Quizá algunos respiren aliviados, en vista de su dificultad para contar a otros acerca de su fe. Pero recuerda esto: cada cristiano debe estar dispuesto a confesar a Cristo con su boca, de lo contrario está lejos del reino.
Asimismo, es el deber de cada cristiano asegurarse de que se realice la labor del evangelismo. ¿Son todos maestros? No, pero es tu responsabilidad como miembro del cuerpo de Cristo asegurar que se lleve a cabo la enseñanza.
¿Son todos misioneros? No, pero es tu responsabilidad asegurar que se lleve a cabo la empresa misionera. Por lo tanto, todos tenemos parte en la responsabilidad de la misión total de la iglesia.

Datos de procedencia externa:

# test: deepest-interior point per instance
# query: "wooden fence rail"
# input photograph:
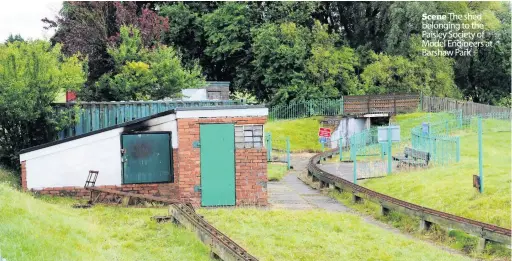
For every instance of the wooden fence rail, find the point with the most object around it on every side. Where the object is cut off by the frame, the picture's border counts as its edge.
(93, 116)
(436, 104)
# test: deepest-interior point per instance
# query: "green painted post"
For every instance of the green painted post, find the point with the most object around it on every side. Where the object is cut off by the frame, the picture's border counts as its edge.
(389, 151)
(341, 148)
(457, 148)
(354, 159)
(480, 155)
(460, 119)
(288, 152)
(269, 146)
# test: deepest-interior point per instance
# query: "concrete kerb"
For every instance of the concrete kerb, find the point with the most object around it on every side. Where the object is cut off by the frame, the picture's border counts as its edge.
(426, 219)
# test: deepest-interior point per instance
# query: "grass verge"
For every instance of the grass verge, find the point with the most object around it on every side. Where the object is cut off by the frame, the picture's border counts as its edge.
(449, 188)
(9, 177)
(303, 134)
(455, 239)
(317, 235)
(49, 229)
(276, 171)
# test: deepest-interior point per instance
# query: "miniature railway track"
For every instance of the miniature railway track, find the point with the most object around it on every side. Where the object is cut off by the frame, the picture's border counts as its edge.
(222, 246)
(477, 228)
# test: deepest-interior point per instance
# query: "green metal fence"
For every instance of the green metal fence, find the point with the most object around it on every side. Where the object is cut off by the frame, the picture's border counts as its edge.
(439, 138)
(92, 116)
(275, 155)
(294, 110)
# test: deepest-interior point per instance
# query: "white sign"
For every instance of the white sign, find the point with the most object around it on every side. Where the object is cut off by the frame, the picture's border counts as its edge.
(383, 133)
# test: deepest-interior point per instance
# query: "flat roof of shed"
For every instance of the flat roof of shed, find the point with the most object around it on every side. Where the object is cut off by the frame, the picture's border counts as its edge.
(138, 121)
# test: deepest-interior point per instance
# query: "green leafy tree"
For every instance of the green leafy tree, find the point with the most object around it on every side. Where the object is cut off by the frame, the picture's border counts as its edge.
(280, 53)
(414, 73)
(144, 74)
(32, 74)
(331, 68)
(227, 33)
(14, 38)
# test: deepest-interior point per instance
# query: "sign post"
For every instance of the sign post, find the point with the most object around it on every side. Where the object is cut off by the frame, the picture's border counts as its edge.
(388, 135)
(323, 134)
(480, 155)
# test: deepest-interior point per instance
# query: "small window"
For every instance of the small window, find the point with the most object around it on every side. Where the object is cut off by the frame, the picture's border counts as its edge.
(248, 136)
(213, 95)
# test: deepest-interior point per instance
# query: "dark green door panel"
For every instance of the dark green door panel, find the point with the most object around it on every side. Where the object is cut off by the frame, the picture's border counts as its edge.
(147, 158)
(217, 164)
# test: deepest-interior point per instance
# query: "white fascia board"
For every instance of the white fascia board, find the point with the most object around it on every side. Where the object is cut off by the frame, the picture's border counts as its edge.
(156, 124)
(244, 112)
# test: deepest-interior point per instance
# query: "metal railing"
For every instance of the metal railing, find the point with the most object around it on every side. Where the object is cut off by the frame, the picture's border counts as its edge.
(295, 110)
(91, 116)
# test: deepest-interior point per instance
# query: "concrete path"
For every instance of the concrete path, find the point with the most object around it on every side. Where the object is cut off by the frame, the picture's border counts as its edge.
(292, 193)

No existe empresa más emocionante que el evangelismo. Yo no soy evangelista, soy maestro. A mí y a quienes me conocen nos parece obvio que mi don y llamado es la enseñanza.
Cuando era un cristiano nuevo, primero me ofrecí de voluntario para ser evangelista; Dios dijo “no”. Luego, quería ser misionero; Dios dijo “no” otra vez. Yo no quería ser maestro; pero probablemente haya hablado personalmente con mil personas acerca de Jesucristo antes de ver a una sola responder al evangelio.
En cierto sentido, todavía tengo corazón de evangelista, y me preocupo por los evangelistas, pero no es mi don. Sabemos que solo el Espíritu Santo puede cambiar el corazón.
¿Pero habrá un privilegio más grande en este mundo que ser usado por Dios para comunicarle ese evangelio a un ser humano? Si el hombre que me llevó a Cristo fuera condenado por homicidio en primer grado, o si escandalizara a la comunidad cristiana por una conducta improcedente, o repudiara su amistad conmigo, yo aún estaría eternamente agradecido de que él haya abierto su boca y me haya enseñado de Cristo.
Cuando pienso en él, vuelvo a pensar en aquel texto: “¡Qué hermoso es recibir al mensajero que trae buenas nuevas!”.